„Europa beginnt vor der Haustür“


23.05.2019

Unter diesem Motto stand die große Abschlussveranstaltung der FDP Wandsbek zu den anstehenden Europa- und Bezirkswahlen am kommenden Sonntag. Eingeladen hatte das Team Wandsbek-Zentrum in den Veranstaltungssaal des "Block House" – passenderweise gleich neben dem Wandsbeker Bezirksamt. Nach Begrüßung durch den Kreisvorsitzenden Soeren Rybka und den Bezirkslisten-Kandidaten aus dem Gastgeber-Kreis, Stanko Stankovic-Cirkovic und Anastasia Anzupow-Schultz, führte Bezirksvorsitzender Dr. Wieland Schinnenburg durch den Abend und die vielen Ebenen des Themas.

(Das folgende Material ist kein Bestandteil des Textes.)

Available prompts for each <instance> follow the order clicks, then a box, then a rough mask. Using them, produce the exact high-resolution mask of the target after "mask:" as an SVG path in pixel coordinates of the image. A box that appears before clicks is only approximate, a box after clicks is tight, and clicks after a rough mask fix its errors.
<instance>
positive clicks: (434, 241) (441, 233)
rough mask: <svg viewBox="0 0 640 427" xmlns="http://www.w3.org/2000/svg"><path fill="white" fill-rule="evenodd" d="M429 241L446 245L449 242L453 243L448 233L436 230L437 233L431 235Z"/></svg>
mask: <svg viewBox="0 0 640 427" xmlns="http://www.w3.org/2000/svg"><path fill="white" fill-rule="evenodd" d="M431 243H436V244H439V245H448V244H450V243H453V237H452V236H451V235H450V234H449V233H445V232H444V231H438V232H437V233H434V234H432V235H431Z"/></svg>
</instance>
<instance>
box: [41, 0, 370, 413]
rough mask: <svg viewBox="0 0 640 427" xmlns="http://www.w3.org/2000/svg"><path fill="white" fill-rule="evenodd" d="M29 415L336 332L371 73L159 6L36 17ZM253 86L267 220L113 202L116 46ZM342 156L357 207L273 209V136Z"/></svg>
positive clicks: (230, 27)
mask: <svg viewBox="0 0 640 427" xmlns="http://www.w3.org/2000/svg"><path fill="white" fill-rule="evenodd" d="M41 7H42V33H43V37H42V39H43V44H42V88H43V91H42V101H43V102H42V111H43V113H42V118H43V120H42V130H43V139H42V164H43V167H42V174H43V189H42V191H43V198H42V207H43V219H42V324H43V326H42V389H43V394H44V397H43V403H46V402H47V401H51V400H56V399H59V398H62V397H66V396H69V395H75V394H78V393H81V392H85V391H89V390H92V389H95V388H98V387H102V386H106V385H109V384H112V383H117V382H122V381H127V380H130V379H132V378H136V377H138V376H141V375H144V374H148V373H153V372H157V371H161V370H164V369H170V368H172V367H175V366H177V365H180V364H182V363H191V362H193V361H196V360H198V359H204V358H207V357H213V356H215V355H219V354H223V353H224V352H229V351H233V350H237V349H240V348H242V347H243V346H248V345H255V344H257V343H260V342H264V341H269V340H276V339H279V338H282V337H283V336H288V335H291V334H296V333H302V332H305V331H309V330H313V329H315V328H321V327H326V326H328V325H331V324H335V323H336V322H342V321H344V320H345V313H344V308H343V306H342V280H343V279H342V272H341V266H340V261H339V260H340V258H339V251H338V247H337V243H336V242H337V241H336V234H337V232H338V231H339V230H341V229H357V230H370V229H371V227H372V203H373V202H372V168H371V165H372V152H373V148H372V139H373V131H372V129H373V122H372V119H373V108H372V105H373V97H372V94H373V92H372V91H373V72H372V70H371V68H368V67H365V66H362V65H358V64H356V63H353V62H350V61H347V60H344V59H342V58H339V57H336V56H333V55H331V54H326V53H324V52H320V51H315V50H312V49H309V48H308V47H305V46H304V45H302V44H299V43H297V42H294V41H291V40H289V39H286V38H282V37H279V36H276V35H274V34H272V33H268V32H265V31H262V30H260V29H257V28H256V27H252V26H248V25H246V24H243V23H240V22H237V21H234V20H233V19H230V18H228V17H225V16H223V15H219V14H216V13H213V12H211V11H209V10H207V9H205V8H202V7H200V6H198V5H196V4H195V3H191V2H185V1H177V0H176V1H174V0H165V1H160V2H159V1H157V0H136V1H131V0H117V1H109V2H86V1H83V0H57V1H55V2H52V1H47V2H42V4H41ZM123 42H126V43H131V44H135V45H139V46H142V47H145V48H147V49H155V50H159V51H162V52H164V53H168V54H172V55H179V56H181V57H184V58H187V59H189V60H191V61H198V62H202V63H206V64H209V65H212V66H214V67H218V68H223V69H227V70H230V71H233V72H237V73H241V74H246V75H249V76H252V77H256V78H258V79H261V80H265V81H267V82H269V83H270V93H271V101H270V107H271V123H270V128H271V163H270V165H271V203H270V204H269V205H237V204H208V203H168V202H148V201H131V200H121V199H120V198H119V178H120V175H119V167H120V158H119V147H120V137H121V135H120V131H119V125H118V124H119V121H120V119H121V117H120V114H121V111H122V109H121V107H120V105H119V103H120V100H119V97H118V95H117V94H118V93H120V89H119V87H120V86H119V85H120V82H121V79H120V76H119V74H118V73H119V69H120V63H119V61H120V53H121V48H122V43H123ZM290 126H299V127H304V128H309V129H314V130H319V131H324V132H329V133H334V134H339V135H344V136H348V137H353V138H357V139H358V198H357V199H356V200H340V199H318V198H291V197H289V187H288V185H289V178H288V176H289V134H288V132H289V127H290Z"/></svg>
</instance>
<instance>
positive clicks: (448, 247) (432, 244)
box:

Mit Blick auf den Begriff "Haustür" schaute Birgit Wolff, FDP-Bezirks-Spitzenkandidatin, auf beispielhafte Schnittstellen von Europa und Bezirk und vermittelte einen Eindruck dessen, was die "in hoffentlich starker Fraktionsstärke wieder in der Bezirksversammlung aktive FDP Wandsbek" auf der großen Linie für den Bezirk plant. Für die erkrankte Svenja Hahn, Hamburgerin und Bundeslistenplatz 2 für die Europawahl, sprang Ron Schumacher, FDP Landesvorstand, ein und skizzierte anhand von einzelnen Themenschwerpunkten die Notwendigkeit für eine starke freidemokratische Prägung der Europapolitik. Dabei betonte er, dass man klare Linien ziehen müsse zwischen alle Mitgliedsländer betreffende Aufgaben wie Grenzschutz, Asyl- und Umweltpolitik und auf der anderen Seite solchen Themen, die die Mitgliedsländer eigenverantwortlich bearbeiten und lösen sollten.

Katja Suding, nicht nur Landesvorsitzende, sondern auch stellvertretende Bundesvorsitzende und aktiv in thematischen Bundestagsausschüssen, berichtete über Themen auf der Bundes-Agenda, die auch Relevanz für die Landespoliitk haben, wie beispielsweise die sinnvolle Weiterentwicklung der Digitalisierung an den Schulen: Wer hier spare und beispielsweise nicht eine ausreichende Zahl an Programmen bereitstelle, sorge dafür, dass die frisch beschafften Computer nicht sinnvoll genutzt werden und bald verschrottbar sein würden.
Den Vorträgen schloß sich eine längere Frage&Antwort-Runde zwischen Teilnehmern, Referenten und Moderator an.